En cierta ocasión, mientras oraba en la iglesia de San
Damián en las afueras de Asís, le pareció que el
crucifijo le repetía tres veces: “Francisco, repara mi
casa, pues ya ves que está en ruinas”. El santo, viendo
que la iglesia se hallaba en muy mal estado, creyó que el
Señor quería que la reparase materialmente; así
pues, partió inmediatamente, tomó una buena cantidad de
vestidos de la tienda de su padre y los vendió junto con su
caballo.
Este hecho fue incomprendido por su padre, quien conminó a
Francisco a volver inmediatamente a su casa o a renunciar a su
herencia y pagarle el precio de los vestidos que había tomado.
Francisco no tuvo dificultad alguna en renunciar a la herencia.
En seguida descubrió el verdadero significado del pedido
del Señor, y comprendió que la pobreza, como la
expresión de su vida entera, debía ser un gran bien
para la Iglesia.
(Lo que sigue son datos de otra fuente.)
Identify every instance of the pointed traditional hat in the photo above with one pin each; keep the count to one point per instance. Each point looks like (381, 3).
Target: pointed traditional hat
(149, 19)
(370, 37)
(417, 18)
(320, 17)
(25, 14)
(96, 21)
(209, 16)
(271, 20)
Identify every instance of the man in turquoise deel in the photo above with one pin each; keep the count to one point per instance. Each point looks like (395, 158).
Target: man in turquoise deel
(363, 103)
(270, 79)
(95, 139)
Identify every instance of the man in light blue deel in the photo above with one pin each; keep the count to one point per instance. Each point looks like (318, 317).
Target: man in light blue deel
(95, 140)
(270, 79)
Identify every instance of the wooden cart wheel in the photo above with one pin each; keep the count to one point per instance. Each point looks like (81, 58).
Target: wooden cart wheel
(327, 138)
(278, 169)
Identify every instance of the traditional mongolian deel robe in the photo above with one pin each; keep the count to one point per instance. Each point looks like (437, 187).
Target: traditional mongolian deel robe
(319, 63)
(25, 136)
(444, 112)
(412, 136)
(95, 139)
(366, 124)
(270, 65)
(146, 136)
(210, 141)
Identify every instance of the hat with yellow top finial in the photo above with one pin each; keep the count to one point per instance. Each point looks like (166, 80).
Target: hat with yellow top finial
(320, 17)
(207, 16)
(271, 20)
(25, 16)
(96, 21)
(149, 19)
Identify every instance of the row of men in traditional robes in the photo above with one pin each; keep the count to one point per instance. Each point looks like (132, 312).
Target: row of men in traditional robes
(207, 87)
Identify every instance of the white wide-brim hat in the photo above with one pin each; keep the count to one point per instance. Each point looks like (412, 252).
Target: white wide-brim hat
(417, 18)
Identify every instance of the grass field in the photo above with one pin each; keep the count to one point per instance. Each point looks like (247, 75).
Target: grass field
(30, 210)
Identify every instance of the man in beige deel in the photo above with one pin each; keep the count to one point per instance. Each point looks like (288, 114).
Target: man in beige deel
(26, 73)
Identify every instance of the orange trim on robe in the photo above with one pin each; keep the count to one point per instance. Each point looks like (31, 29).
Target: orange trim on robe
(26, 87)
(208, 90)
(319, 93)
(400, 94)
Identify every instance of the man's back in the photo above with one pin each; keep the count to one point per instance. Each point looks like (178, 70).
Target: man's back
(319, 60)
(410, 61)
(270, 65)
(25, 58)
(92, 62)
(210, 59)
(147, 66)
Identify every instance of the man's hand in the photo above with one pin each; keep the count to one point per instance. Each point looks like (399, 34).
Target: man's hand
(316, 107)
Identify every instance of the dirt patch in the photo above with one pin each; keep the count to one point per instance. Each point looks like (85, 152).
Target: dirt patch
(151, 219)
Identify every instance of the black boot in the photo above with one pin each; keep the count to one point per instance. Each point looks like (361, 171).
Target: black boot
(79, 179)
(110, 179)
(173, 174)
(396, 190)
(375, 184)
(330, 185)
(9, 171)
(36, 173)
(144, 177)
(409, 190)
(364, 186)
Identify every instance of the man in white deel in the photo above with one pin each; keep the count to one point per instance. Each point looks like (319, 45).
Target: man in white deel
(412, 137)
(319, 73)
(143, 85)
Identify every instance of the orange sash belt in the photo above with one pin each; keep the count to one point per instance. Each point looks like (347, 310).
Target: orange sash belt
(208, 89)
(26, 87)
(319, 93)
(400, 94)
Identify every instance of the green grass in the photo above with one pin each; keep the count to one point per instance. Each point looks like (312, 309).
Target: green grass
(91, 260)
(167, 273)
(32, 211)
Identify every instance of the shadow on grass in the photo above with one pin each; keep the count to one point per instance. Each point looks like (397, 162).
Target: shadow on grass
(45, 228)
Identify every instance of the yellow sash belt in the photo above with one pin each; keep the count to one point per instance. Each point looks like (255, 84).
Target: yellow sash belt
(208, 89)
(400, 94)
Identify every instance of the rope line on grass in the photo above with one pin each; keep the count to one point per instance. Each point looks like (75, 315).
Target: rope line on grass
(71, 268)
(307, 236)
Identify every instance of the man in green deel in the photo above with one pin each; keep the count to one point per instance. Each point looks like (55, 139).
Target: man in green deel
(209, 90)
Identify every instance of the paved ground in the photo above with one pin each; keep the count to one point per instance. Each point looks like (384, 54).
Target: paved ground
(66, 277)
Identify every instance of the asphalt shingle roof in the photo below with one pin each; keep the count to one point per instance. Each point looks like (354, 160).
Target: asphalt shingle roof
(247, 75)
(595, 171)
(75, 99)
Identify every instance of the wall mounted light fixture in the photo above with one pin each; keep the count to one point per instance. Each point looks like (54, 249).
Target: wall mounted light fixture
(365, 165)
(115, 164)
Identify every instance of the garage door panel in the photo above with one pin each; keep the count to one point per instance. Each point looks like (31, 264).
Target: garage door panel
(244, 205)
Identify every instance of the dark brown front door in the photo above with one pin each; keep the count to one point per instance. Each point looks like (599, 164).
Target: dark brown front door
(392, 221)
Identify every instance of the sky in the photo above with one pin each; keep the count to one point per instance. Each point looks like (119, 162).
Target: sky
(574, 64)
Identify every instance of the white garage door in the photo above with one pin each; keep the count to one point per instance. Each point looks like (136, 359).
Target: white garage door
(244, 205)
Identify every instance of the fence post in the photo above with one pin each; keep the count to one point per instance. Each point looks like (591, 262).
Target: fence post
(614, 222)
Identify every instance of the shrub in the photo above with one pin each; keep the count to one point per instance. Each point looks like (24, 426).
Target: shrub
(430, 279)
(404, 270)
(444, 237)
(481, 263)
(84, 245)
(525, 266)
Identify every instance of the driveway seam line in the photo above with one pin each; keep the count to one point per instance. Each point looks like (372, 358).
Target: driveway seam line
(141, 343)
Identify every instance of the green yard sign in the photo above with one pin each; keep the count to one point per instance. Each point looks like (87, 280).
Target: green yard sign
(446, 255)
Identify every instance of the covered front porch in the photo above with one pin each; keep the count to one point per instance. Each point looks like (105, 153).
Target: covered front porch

La restauración de la Cristiandad debía
venir por el desprendimiento de los bienes materiales, pues la
pobreza permite poner nuestra esperanza en Dios, y sólo en Él.
Una vez terminadas las reparaciones en la iglesia de San Damián,
Francisco se trasladó a una capillita llamada Porciúncula.
Cierto día escuchó el evangelio de la misa que dice:
“Id a predicar, diciendo: El Reino de Dios ha llegado... Dad
gratuitamente lo que habéis recibido gratuitamente... No
poseáis oro... ni dos túnicas, ni sandalias, ni
báculo... He aquí que os envío como corderos en
medio de los lobos...” (Mat. 10, 7-19). Estas palabras
penetraron hasta lo más profundo del corazón de
Francisco quien, aplicándolas literalmente, se despojó
de sus vestidos y del cinturón de cuero, tomó una
túnica rústica, se ciñó una soga y se
puso en camino, confiando en la Providencia.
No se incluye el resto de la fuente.